Unlike the physical world, the domain of economics includes a wide range of social “constructions” – institutions like markets and objects like currency and stock shares – that even when idealized don’t behave uniformly. They are made up of unrecognized but artificial conventions that people persistently change and even destroy in ways that no social scientist can really anticipate. We can exploit gravity, but we can’t change it or destroy it. No one can say the same for the socially constructed causes and effects of our choices that economics deals with.

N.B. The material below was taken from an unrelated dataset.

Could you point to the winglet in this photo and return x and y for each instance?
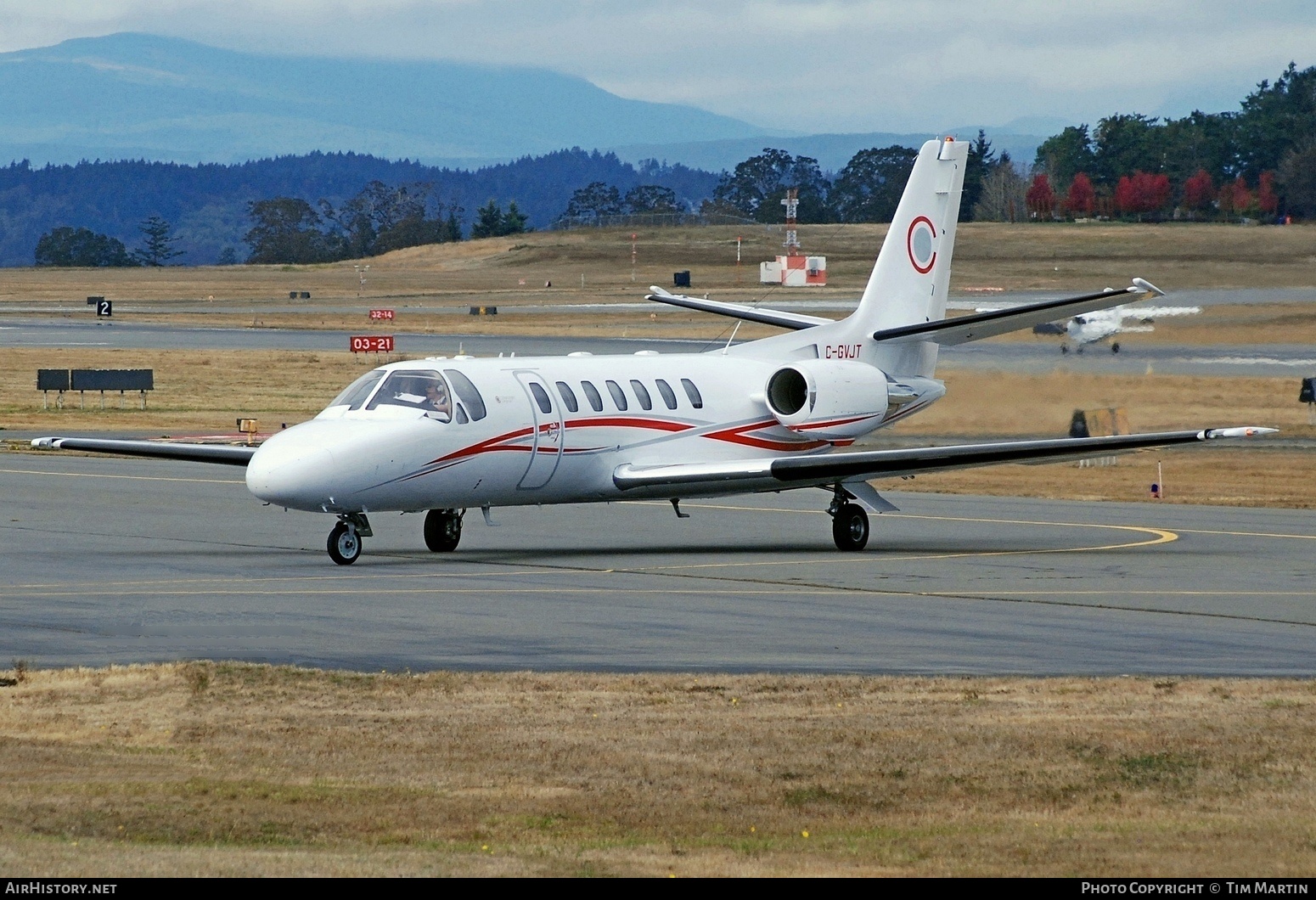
(1148, 287)
(1246, 430)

.no one can predict the direction of scientific discovery and its technological application. That was Popper’s key insight. scientific paradigm shifts seem to come almost out of nowhere. As the rate of acceleration of innovation increases, the prospects of an economic theory that tames the economy’s most powerful forces must diminish.”

This brings us back to Yosemite’s Rim Fire (I run there all the time, loving the giant trees). Why did that happen? Well, the Forest Service took days to bring the big planes dumping ninety tons of fire retardant at each pass.

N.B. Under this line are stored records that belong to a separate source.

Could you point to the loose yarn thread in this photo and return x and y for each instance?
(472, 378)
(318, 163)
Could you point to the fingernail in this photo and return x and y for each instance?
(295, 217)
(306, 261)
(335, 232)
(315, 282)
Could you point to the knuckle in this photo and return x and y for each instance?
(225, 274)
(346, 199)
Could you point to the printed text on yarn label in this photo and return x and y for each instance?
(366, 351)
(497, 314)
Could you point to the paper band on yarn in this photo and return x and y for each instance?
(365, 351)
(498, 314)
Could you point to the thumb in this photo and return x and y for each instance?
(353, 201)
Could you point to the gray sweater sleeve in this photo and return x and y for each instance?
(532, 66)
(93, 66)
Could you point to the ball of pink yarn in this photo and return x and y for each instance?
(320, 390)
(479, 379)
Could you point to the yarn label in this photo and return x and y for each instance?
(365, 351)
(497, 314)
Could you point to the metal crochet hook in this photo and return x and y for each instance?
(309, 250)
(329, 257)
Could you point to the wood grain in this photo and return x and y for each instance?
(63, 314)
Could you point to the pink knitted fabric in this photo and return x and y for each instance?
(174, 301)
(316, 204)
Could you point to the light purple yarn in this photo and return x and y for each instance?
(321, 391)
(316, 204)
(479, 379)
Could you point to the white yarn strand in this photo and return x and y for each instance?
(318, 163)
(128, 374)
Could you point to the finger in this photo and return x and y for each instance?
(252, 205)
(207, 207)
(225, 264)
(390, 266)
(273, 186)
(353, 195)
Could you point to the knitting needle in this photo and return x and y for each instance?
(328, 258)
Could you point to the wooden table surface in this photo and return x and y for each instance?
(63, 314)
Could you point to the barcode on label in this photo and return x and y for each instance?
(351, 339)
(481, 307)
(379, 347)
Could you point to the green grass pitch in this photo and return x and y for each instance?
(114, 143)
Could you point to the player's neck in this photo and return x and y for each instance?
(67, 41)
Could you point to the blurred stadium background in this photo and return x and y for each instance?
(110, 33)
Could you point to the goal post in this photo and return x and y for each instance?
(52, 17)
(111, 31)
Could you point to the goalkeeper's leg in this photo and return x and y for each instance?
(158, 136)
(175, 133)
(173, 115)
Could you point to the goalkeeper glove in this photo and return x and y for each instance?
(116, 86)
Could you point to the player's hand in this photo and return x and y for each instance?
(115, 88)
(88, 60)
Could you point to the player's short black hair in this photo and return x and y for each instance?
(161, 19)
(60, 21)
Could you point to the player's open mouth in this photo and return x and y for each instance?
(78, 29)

Why? Sequestration. Another bright ‘economic’ idea from Obama’s bankster friendly cabinet. Ignorant little greedsters hide behind ‘economic’ theories that advance banksterism, thus their future personal earnings, sequoias be damned.

Sequestration caused huge cuts in many parts of the Federal Budget of the USA. Including fire fighting (the Forest service was literally running out of money to fight fires, before the Rim Fire, explaining its slow reaction; it had $50 million left for the year, for the whole USA; the Rim Fire will cost several times that!).

And, of course, the most significant victim of sequestration is deep science, the very engine of humanity.

Although the location and nature of revolutionary thinking is hard to predict, it’s easy to predict that, by financing enough students of revolutionary thinking, one will get breakthroughs.

Some facts on Yosemite Rim Fire after 14 days: aerial tankers flight time: 14,500 hours. 15,000 tons of liquids dropped by aircraft on fire, most of it red fire retardant laden with chemicals. Uncontrolled fire edge: 100 miles (160 kilometers), controlled edge: 66 miles (90 kilometers), bulldozer lines: 106 miles (170 kilometers).